Vela External APIs

Vela provides a low-level external API to enable Ethos-U code generation from other tools.

The external APIs facilitate other tools that require backend compiler functionality. From herein this functionality is referred to as "the compiler". The compiler takes as input a network model, and uses the APIs to convert the model to instructions that can be run on an Ethos-U NPU.

This document contains an overview of the available APIs and the steps that are needed to use them.

Overview

All data types and functions to facilitate code generation are located in module ethosu.vela.api. All API function prototypes are fully documented in the module using docstrings.

Data types

Class NpuOperation is the base class for all operations.

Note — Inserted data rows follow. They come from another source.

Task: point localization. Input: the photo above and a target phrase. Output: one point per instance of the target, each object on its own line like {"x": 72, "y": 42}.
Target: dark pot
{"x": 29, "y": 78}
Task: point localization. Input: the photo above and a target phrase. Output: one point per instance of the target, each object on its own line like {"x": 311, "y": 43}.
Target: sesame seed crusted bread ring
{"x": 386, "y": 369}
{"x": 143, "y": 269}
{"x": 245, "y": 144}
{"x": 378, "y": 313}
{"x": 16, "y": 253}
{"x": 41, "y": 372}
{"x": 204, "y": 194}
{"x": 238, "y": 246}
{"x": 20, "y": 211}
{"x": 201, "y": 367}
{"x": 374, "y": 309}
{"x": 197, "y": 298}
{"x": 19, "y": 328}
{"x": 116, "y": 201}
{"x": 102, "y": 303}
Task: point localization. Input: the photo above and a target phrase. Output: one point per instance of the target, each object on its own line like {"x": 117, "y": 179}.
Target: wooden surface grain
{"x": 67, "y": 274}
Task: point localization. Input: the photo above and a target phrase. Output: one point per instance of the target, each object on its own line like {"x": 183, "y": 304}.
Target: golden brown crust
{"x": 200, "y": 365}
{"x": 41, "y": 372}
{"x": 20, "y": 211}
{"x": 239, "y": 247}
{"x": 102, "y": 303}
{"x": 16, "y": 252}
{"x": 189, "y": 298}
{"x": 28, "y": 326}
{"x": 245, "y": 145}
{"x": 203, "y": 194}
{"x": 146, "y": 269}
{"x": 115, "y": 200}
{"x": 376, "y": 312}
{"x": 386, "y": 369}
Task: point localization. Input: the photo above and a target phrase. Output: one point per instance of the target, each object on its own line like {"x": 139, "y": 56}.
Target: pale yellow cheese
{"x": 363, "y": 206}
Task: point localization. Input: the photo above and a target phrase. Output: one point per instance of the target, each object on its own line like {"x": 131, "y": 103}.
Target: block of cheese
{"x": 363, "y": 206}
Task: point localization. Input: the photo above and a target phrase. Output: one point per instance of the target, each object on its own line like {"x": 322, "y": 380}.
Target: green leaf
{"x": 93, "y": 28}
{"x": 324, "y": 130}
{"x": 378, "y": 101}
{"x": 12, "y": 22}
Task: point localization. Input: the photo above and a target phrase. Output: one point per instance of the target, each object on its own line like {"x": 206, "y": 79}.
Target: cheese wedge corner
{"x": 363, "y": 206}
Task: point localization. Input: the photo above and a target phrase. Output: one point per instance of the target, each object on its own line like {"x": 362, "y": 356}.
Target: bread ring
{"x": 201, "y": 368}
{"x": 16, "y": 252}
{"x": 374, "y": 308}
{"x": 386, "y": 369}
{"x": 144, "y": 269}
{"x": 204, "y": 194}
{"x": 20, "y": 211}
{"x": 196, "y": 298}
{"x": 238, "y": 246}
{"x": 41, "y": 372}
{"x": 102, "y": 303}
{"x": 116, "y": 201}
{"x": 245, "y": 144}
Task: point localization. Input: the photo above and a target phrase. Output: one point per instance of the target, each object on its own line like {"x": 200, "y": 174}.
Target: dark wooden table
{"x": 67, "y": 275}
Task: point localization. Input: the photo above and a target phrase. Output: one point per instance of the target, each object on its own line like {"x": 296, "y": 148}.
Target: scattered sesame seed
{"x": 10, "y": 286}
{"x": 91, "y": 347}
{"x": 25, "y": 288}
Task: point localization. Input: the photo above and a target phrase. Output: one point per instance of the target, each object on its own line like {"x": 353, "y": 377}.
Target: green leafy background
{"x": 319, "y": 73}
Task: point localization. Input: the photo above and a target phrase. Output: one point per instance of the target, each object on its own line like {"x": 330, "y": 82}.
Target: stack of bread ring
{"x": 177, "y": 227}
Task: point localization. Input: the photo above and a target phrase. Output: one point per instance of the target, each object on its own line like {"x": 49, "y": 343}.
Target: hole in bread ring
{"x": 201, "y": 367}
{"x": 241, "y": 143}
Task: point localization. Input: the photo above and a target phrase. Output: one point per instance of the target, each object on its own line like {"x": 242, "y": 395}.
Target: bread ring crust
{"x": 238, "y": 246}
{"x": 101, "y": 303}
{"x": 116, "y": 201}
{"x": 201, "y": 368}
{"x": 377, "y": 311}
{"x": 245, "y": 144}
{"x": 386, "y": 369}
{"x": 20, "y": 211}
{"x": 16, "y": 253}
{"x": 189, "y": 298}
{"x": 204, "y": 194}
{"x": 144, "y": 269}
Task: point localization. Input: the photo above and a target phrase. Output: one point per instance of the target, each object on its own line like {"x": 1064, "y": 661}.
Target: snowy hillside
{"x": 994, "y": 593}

It contains a low level abstraction of an operation that can be run on an Ethos-U NPU. It has the following sub-classes:

  • NpuDmaOperation, to perform memory to memory DMA operations, e.g. for moving a chunk of memory from DRAM to SRAM
  • NpuConv2DOperation, for convolution operations like 2-D convolutions, transpose convolutions, and also for fully connected operations
  • NpuConvDepthWiseOperation, for depthwise convolutions
  • NpuPoolingOperation, for max pooling/average pooling operations
  • NpuElementWiseOperation, for unary and binary elementwise operations like add, subtract, abs, etc.

Class NpuActivation is used to represent activation functions which are fused with the NPU operation, for instance relu or sigmoid.

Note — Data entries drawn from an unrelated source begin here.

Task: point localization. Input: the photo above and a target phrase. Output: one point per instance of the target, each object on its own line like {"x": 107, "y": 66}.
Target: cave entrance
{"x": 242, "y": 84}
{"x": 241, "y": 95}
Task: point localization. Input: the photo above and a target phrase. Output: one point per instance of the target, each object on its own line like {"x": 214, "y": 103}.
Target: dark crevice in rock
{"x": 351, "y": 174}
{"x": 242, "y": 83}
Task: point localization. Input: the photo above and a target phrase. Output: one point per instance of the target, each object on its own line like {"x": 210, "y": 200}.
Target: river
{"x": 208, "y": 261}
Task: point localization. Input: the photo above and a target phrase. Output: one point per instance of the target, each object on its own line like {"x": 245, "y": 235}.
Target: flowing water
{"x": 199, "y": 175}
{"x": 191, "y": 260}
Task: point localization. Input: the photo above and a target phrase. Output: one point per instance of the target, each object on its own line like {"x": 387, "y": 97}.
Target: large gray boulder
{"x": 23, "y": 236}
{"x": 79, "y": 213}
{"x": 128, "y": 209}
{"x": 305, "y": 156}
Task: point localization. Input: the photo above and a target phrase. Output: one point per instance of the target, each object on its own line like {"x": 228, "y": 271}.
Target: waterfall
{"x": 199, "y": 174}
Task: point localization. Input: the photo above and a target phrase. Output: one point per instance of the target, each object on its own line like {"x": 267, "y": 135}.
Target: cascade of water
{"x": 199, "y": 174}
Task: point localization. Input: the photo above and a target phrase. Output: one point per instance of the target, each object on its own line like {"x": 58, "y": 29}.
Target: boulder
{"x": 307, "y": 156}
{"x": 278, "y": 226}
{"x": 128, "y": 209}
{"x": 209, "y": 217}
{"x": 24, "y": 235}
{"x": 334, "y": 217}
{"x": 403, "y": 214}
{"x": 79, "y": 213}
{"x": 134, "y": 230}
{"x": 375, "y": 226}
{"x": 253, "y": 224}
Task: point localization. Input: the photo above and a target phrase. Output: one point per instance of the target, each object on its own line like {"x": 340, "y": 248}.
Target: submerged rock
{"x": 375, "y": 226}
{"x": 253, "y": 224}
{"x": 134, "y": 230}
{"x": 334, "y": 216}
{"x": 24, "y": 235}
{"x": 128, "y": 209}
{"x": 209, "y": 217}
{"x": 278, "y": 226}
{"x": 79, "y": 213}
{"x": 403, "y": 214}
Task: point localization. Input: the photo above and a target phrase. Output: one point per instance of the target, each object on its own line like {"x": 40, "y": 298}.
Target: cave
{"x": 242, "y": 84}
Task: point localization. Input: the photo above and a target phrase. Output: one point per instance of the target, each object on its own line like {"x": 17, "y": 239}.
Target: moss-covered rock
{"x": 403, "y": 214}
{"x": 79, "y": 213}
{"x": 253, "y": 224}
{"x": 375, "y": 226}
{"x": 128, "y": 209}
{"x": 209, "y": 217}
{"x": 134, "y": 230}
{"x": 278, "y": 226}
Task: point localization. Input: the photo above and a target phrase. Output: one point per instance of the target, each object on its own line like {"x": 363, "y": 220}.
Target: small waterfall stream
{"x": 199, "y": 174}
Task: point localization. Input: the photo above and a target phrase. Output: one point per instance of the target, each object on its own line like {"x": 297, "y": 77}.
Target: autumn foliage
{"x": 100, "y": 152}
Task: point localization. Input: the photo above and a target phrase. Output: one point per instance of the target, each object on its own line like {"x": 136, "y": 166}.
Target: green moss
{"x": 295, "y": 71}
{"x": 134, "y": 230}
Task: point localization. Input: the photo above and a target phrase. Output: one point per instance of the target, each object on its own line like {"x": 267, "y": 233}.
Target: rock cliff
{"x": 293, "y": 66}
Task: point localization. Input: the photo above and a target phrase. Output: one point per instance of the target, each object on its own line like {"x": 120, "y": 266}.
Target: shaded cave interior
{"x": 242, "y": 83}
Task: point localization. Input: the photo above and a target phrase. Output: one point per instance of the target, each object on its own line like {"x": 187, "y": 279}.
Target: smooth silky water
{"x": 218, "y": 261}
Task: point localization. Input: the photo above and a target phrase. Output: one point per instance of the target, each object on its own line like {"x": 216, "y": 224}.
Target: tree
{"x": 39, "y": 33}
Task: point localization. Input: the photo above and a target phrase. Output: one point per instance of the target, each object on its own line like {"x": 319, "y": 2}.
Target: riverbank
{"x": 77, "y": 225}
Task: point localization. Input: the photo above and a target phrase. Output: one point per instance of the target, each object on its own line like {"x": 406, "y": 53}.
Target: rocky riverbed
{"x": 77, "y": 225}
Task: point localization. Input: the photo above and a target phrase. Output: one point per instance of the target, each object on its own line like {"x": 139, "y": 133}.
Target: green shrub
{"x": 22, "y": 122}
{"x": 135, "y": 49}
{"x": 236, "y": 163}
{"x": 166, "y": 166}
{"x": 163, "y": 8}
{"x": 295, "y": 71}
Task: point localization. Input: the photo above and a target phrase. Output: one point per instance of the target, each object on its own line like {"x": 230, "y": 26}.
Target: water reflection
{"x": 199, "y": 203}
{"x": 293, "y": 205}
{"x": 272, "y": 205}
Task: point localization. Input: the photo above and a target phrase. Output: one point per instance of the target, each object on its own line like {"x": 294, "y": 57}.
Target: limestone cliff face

It is up to the compiler to convert operations of the input model to a list of these basic NPU operations. Note that the compiler is responsible for all address planning, i.e. it needs to supply addresses of all input and output tensors, weights, and biases.

Finding block configs

For all NPU operations, a block config must be set, which is the unit of work in which the NPU generates the output. There are restrictions to the size of block configs. Function npu_find_block_configs can be used to find valid block configs for an operation.

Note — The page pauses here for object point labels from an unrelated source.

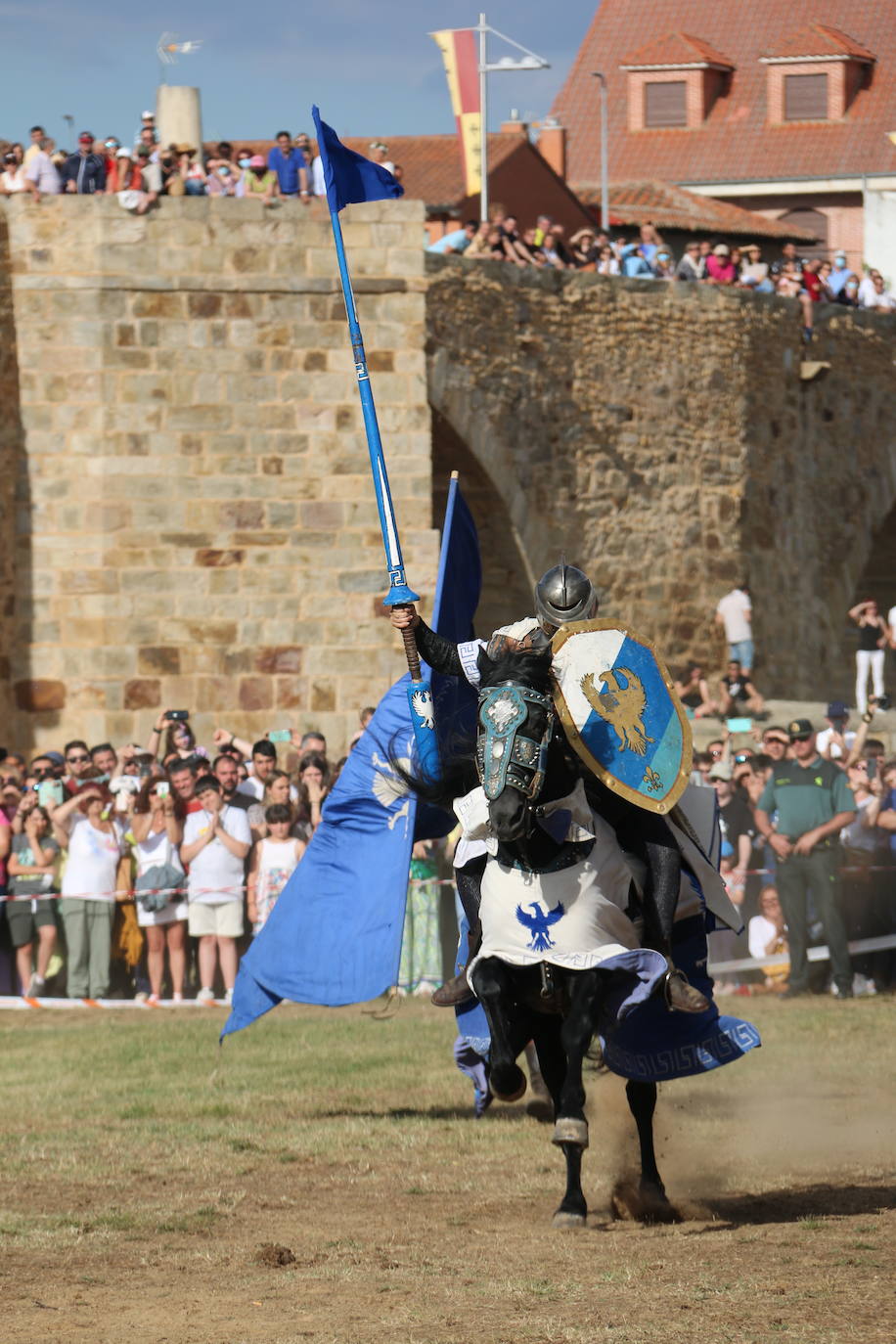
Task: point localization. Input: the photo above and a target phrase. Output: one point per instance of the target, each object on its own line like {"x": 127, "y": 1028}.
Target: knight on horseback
{"x": 561, "y": 596}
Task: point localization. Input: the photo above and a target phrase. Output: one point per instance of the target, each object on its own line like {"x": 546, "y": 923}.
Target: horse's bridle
{"x": 503, "y": 754}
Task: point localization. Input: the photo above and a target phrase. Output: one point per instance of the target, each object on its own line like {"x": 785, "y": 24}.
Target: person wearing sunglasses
{"x": 76, "y": 764}
{"x": 776, "y": 743}
{"x": 814, "y": 802}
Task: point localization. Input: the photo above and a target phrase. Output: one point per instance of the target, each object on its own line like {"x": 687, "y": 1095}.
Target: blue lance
{"x": 352, "y": 179}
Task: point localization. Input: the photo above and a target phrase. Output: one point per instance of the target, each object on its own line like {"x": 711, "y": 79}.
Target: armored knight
{"x": 561, "y": 596}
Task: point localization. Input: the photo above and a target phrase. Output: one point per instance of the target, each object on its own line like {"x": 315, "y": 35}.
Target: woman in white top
{"x": 216, "y": 841}
{"x": 767, "y": 935}
{"x": 94, "y": 839}
{"x": 274, "y": 858}
{"x": 156, "y": 830}
{"x": 13, "y": 179}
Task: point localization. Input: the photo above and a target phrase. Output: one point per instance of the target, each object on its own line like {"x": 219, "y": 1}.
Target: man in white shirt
{"x": 216, "y": 841}
{"x": 42, "y": 175}
{"x": 735, "y": 613}
{"x": 262, "y": 768}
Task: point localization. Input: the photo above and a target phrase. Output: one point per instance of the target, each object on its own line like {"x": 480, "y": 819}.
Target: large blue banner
{"x": 335, "y": 934}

Encoding of weights and biases

All weights that are used in the NPU operations must be encoded using function npu_encode_weights, and all biases using function npu_encode_bias.

Generating a register command stream

The instructions that are executed by Ethos-U NPUs are called register commands. When the compiler has compressed all weights and biases, converted all network operations to NPU operations, and allocated all addresses, the register command stream can be generated using function register_command_stream_generator. This returns a list of 32-bit integers.

In addition to transforming NPU operations to register commands, Vela also:

  • selects a suitable block configuration for each instruction (optional)
  • adds kernel/DMA wait commands if necessary
  • selects the most efficient "block dependency" that controls the NPU pipeline.

Creating a Driver Payload for the Ethos-U driver

If an Ethos-U driver is used to trigger the execution of the register command stream, a Driver Payload byte-array must be provided to the driver that contains:

  • a header with driver actions
  • the register command stream

This byte array can be generated using function npu_create_driver_payload.

API version

Function npu_get_api_version returns the version of the Vela External APIs, which is maintained separately from Vela's overall version.

Unit tests

For examples of how to use these APIs, please see the unit tests that are bundled with Vela's source code, in module ethosu.vela.test.extapi.